- From: Anne van Kesteren <annevk@annevk.nl>
- Date: Thu, 11 Oct 2012 08:36:36 +0200
- To: Joshua Bell <jsbell@chromium.org>
- Cc: WHATWG <whatwg@whatwg.org>
On Thu, Oct 11, 2012 at 6:09 AM, Anne van Kesteren <annevk@annevk.nl> wrote: > On Wed, Oct 10, 2012 at 7:28 PM, Joshua Bell <jsbell@chromium.org> wrote: >> Practically speaking, this would mean refactoring the combined spec so that >> the current BOM handling is defined for parsing web content outside of the >> API rather than requiring the API to hack around it. > > You would still get the hack because the API requires special > treatment for "utf-16". Given that per Unicode "utf-16le" and > "utf-16be" outlaw the BOM, maybe a good solution would be a flag to > disable BOM handling as seen by the decode algorithm?

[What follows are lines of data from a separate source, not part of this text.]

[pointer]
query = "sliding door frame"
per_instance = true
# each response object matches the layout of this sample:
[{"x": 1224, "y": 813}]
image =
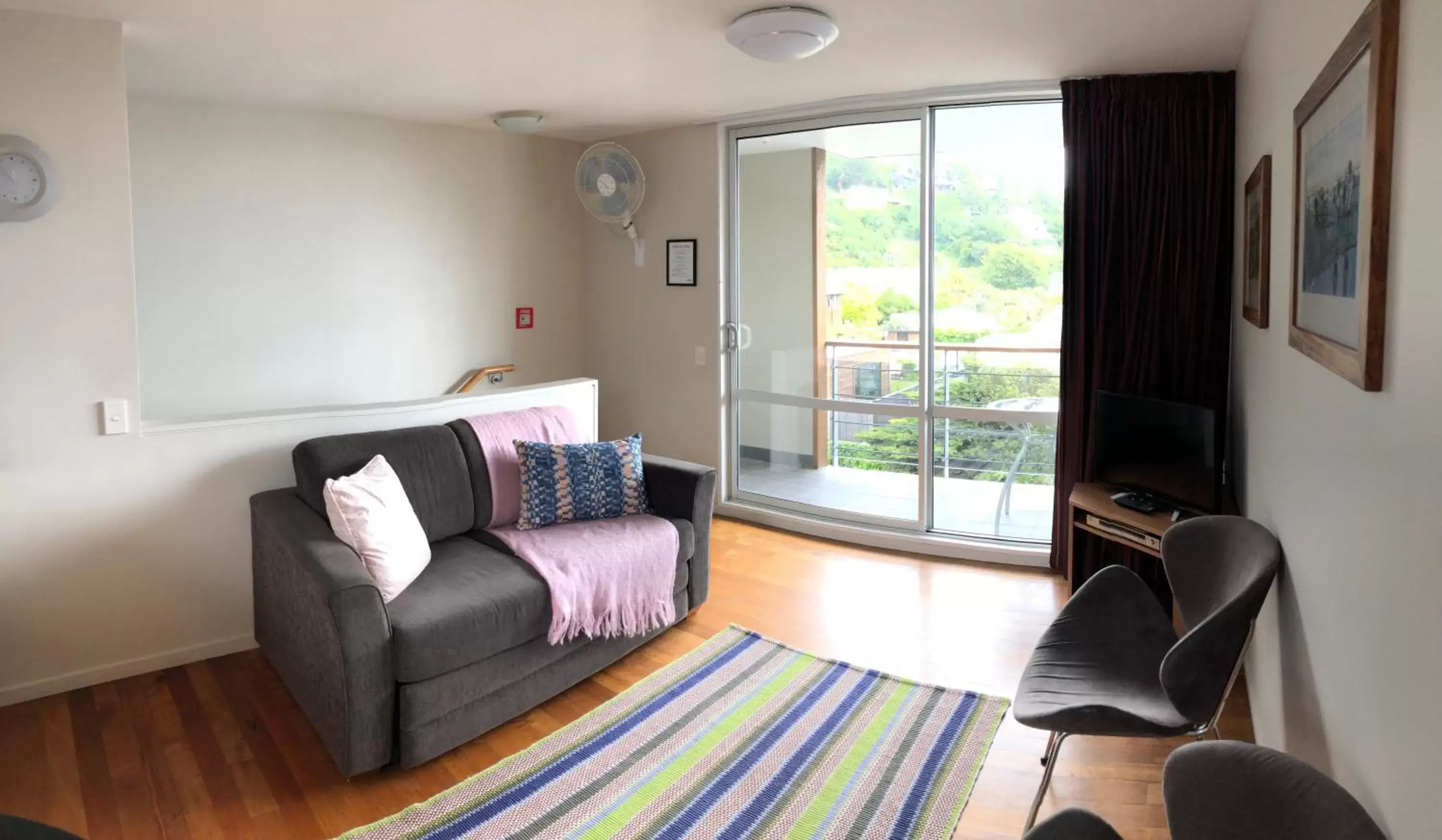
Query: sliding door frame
[
  {"x": 922, "y": 116},
  {"x": 867, "y": 110}
]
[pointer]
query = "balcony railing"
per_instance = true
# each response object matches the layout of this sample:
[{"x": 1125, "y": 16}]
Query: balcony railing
[{"x": 1020, "y": 445}]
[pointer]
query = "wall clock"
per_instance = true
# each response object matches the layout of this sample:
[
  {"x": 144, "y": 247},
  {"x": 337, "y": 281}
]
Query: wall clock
[{"x": 28, "y": 184}]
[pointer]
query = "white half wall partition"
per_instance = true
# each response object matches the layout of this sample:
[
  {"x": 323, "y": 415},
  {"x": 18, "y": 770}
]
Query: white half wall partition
[{"x": 152, "y": 568}]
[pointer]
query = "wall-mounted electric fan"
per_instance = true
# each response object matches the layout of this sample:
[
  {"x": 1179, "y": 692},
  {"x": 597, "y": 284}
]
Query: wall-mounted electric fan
[{"x": 610, "y": 185}]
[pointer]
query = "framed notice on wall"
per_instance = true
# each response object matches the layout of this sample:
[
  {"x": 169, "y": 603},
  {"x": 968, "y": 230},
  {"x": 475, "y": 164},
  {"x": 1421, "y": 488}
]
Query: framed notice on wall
[{"x": 681, "y": 263}]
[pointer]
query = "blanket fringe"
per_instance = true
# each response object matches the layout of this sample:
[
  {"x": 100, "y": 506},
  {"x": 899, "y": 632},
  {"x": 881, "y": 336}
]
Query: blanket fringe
[{"x": 622, "y": 621}]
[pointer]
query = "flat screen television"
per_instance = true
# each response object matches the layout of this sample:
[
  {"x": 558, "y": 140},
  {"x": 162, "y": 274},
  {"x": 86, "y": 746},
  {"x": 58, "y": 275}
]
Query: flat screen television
[{"x": 1160, "y": 448}]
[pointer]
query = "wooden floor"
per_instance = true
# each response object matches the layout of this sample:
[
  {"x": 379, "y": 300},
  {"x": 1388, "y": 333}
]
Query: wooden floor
[{"x": 220, "y": 750}]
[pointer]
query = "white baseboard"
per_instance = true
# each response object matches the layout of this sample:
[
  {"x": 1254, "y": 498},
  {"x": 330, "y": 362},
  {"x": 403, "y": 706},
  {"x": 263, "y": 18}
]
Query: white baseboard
[
  {"x": 880, "y": 538},
  {"x": 140, "y": 665}
]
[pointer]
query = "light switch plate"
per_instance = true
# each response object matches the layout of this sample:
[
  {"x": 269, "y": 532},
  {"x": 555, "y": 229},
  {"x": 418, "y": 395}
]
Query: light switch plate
[{"x": 114, "y": 417}]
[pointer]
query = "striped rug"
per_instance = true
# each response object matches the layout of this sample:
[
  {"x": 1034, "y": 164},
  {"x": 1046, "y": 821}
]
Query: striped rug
[{"x": 740, "y": 738}]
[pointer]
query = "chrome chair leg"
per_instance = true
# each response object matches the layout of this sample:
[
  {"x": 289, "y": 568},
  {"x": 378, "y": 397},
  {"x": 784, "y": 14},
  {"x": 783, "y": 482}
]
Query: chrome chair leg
[{"x": 1050, "y": 763}]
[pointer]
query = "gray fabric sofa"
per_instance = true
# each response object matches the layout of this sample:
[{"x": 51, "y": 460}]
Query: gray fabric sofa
[{"x": 463, "y": 647}]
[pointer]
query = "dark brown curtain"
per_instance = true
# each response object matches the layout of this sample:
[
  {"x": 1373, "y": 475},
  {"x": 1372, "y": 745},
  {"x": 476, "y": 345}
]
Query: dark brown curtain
[{"x": 1147, "y": 276}]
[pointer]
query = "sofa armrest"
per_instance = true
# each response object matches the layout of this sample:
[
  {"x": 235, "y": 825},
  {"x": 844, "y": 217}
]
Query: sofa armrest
[
  {"x": 322, "y": 624},
  {"x": 685, "y": 490}
]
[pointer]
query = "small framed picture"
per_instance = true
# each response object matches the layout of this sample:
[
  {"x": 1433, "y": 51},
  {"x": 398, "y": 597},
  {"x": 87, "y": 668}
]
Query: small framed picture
[
  {"x": 681, "y": 263},
  {"x": 1342, "y": 201},
  {"x": 1256, "y": 247}
]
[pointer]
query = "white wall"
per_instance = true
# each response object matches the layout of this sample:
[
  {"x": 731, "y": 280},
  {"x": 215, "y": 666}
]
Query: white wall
[
  {"x": 1347, "y": 660},
  {"x": 122, "y": 554},
  {"x": 290, "y": 259},
  {"x": 639, "y": 334},
  {"x": 779, "y": 299}
]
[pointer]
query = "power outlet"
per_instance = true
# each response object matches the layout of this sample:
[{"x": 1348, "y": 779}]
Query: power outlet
[{"x": 114, "y": 417}]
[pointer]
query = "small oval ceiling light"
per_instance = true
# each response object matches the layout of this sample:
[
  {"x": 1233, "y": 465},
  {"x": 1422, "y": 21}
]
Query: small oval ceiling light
[
  {"x": 782, "y": 34},
  {"x": 520, "y": 122}
]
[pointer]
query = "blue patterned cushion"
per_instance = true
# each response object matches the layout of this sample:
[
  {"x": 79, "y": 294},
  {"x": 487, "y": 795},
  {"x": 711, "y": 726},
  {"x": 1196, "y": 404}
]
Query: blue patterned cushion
[{"x": 573, "y": 482}]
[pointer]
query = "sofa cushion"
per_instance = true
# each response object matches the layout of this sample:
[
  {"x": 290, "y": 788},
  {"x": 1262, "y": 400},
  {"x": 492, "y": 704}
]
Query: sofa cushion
[
  {"x": 476, "y": 600},
  {"x": 427, "y": 458},
  {"x": 476, "y": 466},
  {"x": 471, "y": 603},
  {"x": 685, "y": 542},
  {"x": 580, "y": 482}
]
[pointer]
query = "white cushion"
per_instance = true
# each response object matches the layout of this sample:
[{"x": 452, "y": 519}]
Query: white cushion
[{"x": 371, "y": 513}]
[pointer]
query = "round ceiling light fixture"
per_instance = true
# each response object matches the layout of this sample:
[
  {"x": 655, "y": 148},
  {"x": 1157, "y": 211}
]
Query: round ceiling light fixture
[
  {"x": 520, "y": 122},
  {"x": 782, "y": 34}
]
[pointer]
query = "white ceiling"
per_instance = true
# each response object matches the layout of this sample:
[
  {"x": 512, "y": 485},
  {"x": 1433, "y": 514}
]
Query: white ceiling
[{"x": 608, "y": 67}]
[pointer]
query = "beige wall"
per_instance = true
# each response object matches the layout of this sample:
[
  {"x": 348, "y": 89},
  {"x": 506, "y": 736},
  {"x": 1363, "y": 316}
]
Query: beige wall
[
  {"x": 778, "y": 299},
  {"x": 126, "y": 554},
  {"x": 289, "y": 259},
  {"x": 641, "y": 336},
  {"x": 1347, "y": 660}
]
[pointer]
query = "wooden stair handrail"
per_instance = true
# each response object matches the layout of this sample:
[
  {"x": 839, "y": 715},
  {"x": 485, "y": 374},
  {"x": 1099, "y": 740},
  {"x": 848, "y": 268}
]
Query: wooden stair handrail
[{"x": 494, "y": 374}]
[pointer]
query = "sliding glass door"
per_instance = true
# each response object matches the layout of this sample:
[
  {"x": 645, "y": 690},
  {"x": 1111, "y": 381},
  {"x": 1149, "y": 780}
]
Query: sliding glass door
[{"x": 895, "y": 318}]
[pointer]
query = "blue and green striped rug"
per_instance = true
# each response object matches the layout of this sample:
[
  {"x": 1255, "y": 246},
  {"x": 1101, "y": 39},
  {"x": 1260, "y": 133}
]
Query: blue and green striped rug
[{"x": 740, "y": 738}]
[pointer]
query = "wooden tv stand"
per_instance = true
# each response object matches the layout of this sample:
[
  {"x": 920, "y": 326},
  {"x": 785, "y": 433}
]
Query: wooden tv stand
[{"x": 1096, "y": 500}]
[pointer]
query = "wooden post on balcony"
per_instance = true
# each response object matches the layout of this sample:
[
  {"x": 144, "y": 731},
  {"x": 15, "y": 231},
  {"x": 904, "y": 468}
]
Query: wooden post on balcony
[{"x": 821, "y": 378}]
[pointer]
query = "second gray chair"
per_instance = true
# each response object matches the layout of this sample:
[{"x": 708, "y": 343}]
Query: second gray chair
[
  {"x": 1112, "y": 665},
  {"x": 1226, "y": 790}
]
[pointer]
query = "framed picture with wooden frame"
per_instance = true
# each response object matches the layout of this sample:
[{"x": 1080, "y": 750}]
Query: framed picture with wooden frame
[
  {"x": 1342, "y": 202},
  {"x": 1256, "y": 247}
]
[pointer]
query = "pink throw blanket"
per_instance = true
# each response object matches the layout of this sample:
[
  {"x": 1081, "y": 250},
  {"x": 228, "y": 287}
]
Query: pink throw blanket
[{"x": 610, "y": 577}]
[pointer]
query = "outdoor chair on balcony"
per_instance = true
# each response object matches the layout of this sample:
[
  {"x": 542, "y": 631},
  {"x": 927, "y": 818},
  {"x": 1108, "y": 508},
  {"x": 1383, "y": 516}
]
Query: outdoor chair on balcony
[{"x": 1112, "y": 665}]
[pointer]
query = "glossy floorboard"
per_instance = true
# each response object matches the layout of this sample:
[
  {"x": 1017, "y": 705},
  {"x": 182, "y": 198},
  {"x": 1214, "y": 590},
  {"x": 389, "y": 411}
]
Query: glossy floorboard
[{"x": 220, "y": 750}]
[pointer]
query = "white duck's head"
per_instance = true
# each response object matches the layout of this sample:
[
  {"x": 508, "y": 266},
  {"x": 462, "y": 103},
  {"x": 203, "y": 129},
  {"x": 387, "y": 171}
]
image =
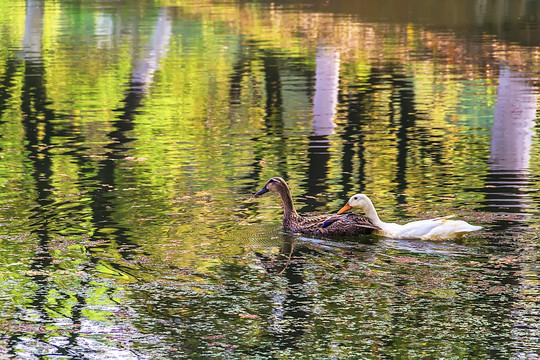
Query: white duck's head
[{"x": 358, "y": 201}]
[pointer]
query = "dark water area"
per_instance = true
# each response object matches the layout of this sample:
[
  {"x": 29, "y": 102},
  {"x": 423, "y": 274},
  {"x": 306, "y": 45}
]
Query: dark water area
[{"x": 133, "y": 136}]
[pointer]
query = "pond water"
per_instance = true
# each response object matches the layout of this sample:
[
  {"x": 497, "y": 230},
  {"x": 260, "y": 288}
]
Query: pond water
[{"x": 134, "y": 134}]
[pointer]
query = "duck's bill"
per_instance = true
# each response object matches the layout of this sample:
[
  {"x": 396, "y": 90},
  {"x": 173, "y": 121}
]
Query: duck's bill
[
  {"x": 345, "y": 208},
  {"x": 264, "y": 190}
]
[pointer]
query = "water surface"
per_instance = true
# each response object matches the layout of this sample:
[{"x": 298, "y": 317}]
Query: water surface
[{"x": 133, "y": 135}]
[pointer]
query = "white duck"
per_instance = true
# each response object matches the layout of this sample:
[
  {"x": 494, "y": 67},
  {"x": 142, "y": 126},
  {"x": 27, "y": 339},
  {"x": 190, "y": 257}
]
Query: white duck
[{"x": 438, "y": 228}]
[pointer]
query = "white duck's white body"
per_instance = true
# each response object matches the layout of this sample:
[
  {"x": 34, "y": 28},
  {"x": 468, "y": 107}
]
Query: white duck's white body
[{"x": 438, "y": 228}]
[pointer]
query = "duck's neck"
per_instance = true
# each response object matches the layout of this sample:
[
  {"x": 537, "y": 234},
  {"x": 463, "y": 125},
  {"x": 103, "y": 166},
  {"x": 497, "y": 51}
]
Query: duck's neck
[
  {"x": 372, "y": 214},
  {"x": 289, "y": 211}
]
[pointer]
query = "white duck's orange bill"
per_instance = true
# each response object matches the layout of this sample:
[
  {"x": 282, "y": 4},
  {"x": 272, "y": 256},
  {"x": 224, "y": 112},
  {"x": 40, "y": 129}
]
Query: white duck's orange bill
[{"x": 345, "y": 208}]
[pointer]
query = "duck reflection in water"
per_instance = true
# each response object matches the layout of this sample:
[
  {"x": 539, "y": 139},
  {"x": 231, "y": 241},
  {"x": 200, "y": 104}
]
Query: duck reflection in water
[{"x": 336, "y": 225}]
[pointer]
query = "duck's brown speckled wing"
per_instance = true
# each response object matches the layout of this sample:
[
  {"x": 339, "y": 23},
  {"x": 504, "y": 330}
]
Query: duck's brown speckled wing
[{"x": 335, "y": 225}]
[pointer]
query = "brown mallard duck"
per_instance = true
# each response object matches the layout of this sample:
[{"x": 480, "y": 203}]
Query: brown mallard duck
[{"x": 334, "y": 225}]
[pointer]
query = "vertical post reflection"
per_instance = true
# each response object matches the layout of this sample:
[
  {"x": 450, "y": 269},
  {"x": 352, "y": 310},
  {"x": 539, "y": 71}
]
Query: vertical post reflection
[
  {"x": 325, "y": 102},
  {"x": 511, "y": 139}
]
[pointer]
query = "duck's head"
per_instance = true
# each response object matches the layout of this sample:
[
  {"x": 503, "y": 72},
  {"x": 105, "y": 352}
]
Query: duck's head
[
  {"x": 274, "y": 184},
  {"x": 358, "y": 201}
]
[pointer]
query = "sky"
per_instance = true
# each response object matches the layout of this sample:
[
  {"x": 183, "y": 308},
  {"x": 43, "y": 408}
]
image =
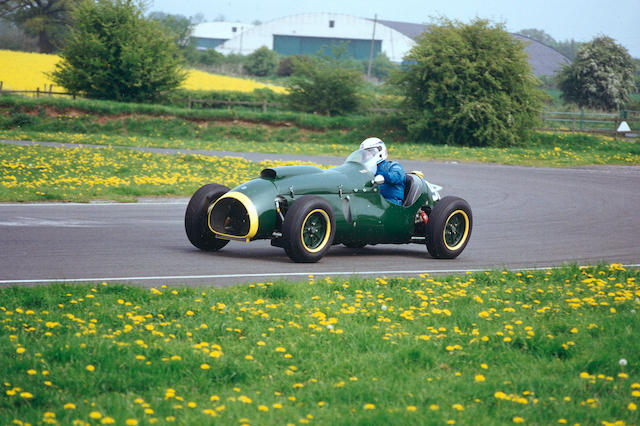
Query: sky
[{"x": 581, "y": 20}]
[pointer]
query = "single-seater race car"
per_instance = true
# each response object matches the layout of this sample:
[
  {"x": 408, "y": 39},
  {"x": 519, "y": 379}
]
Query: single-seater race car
[{"x": 305, "y": 210}]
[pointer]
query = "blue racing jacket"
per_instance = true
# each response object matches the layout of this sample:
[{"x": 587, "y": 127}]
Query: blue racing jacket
[{"x": 393, "y": 187}]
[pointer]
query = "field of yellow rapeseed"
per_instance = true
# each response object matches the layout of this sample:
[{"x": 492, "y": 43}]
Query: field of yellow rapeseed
[{"x": 28, "y": 71}]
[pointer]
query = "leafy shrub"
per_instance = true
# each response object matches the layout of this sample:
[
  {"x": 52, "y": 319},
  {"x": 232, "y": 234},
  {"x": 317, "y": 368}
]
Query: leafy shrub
[
  {"x": 114, "y": 52},
  {"x": 469, "y": 84},
  {"x": 601, "y": 77}
]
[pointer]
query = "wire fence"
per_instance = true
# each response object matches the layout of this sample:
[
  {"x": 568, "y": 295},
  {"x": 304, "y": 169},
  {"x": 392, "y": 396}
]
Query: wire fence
[{"x": 557, "y": 121}]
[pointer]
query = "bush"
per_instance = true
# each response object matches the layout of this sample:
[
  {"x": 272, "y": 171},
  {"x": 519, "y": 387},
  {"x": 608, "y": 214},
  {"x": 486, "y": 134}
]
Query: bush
[
  {"x": 262, "y": 62},
  {"x": 601, "y": 77},
  {"x": 469, "y": 84},
  {"x": 114, "y": 52},
  {"x": 324, "y": 84}
]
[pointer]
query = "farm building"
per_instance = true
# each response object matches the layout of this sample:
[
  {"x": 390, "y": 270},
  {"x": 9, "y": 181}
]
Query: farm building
[
  {"x": 308, "y": 33},
  {"x": 209, "y": 35}
]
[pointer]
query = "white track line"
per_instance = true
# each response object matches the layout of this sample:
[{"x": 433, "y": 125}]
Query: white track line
[{"x": 275, "y": 274}]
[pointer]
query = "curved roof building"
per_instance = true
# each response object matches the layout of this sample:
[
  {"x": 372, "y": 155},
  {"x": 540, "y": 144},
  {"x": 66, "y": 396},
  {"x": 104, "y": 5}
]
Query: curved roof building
[{"x": 309, "y": 33}]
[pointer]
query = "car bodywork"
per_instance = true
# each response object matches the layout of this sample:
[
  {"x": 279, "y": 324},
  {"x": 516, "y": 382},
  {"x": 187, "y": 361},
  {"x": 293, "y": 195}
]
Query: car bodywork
[{"x": 348, "y": 209}]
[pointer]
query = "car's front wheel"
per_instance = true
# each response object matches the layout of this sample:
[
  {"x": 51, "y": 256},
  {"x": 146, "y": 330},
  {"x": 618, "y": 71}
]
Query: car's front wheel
[
  {"x": 196, "y": 218},
  {"x": 449, "y": 228},
  {"x": 308, "y": 229}
]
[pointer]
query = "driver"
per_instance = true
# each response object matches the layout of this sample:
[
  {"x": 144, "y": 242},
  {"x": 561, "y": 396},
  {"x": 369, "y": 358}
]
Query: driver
[{"x": 393, "y": 187}]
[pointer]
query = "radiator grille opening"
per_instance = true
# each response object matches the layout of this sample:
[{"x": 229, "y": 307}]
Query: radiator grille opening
[{"x": 230, "y": 217}]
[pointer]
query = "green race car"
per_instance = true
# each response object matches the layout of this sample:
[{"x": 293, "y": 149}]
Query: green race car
[{"x": 306, "y": 210}]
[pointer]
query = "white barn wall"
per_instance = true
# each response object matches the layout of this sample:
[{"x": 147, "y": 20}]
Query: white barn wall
[{"x": 394, "y": 44}]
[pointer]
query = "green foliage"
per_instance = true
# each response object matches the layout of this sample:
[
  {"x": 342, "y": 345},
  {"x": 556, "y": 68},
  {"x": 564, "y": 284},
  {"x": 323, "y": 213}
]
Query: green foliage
[
  {"x": 43, "y": 19},
  {"x": 262, "y": 62},
  {"x": 114, "y": 52},
  {"x": 381, "y": 66},
  {"x": 325, "y": 84},
  {"x": 603, "y": 76},
  {"x": 495, "y": 347},
  {"x": 469, "y": 84}
]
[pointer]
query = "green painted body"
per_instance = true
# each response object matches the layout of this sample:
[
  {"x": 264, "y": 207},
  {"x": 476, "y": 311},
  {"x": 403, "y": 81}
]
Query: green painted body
[{"x": 362, "y": 215}]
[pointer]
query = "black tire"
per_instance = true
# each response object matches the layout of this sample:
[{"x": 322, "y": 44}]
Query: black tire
[
  {"x": 449, "y": 228},
  {"x": 196, "y": 217},
  {"x": 308, "y": 229}
]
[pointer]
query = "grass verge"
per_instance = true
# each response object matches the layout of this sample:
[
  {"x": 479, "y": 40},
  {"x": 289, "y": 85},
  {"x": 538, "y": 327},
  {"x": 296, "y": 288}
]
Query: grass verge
[
  {"x": 541, "y": 347},
  {"x": 39, "y": 173}
]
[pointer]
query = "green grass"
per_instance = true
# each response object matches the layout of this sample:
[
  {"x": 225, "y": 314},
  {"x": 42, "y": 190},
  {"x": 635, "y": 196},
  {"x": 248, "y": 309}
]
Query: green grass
[
  {"x": 39, "y": 173},
  {"x": 542, "y": 347}
]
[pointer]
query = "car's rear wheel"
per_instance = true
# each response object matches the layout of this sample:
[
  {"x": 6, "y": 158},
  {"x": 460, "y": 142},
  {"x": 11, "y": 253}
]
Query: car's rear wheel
[
  {"x": 308, "y": 229},
  {"x": 449, "y": 228},
  {"x": 196, "y": 217}
]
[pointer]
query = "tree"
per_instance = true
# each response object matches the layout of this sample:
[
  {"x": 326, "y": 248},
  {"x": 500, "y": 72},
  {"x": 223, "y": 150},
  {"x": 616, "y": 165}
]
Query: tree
[
  {"x": 44, "y": 19},
  {"x": 114, "y": 52},
  {"x": 262, "y": 62},
  {"x": 325, "y": 84},
  {"x": 469, "y": 84},
  {"x": 601, "y": 77}
]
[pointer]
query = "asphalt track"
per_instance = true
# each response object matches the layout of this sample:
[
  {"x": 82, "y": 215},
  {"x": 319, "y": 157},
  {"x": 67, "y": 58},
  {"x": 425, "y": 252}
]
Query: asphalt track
[{"x": 524, "y": 217}]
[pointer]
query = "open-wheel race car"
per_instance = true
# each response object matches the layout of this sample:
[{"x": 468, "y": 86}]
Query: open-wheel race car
[{"x": 305, "y": 210}]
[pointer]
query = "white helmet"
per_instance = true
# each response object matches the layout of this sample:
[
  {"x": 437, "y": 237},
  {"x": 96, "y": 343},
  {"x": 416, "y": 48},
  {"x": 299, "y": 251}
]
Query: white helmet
[{"x": 376, "y": 147}]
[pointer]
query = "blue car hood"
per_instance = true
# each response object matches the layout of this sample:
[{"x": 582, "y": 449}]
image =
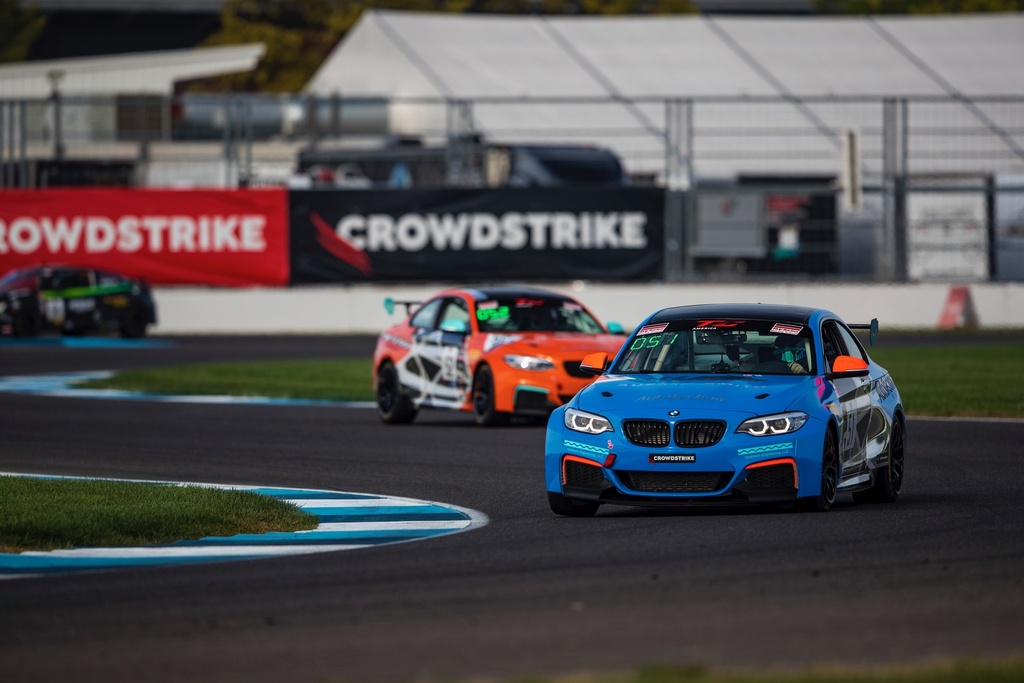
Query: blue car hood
[{"x": 656, "y": 394}]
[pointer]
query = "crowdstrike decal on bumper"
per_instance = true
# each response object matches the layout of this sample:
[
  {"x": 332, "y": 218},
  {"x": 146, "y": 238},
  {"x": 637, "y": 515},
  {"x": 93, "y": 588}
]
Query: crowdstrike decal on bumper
[
  {"x": 480, "y": 231},
  {"x": 127, "y": 235}
]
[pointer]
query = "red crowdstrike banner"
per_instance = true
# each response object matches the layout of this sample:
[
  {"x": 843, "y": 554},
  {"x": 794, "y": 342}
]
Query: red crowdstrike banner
[{"x": 168, "y": 237}]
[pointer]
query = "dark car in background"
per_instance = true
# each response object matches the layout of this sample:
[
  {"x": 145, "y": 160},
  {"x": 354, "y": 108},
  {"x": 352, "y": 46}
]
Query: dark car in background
[{"x": 73, "y": 300}]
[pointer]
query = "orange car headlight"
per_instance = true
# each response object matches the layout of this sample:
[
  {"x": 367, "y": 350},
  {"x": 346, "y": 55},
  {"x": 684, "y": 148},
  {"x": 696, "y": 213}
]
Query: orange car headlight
[{"x": 528, "y": 363}]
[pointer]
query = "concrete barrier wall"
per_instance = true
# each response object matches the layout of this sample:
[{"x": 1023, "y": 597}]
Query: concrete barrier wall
[{"x": 359, "y": 309}]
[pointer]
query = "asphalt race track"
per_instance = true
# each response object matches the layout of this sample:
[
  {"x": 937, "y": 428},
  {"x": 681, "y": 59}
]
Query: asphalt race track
[{"x": 939, "y": 574}]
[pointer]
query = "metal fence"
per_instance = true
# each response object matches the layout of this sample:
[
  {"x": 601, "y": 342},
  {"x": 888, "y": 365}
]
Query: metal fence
[{"x": 924, "y": 188}]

So the decoder > gets a disableBOM flag that defaults to false? That would only require > a special case for BOM handling on top of what there is today, which > seems a fair bit cleaner. The main problem with this is that you would get a leading BOM in utf-8 if the content includes that. An unlikely scenario, but maybe we want to take care of that. Another approach I thought about is that we have an "API decode" algorithm, which is very similar to http://encoding.spec.whatwg.org/#decode However, instead of setting the encoding, it checks if the leading bytes match, and if the encoding matches, and only then does it set the offset. So the BOM would be skipped for utf-8/utf-16 if it was a valid BOM, but a BOM invalid for the given encoding would never switch the encoding. The behavior of the normal decode algorithm does not need to be exposed through the API I think, unless a use case comes up at some point. -- http://annevankesteren.nl/
Received on Thursday, 11 October 2012 06:37:09 UTC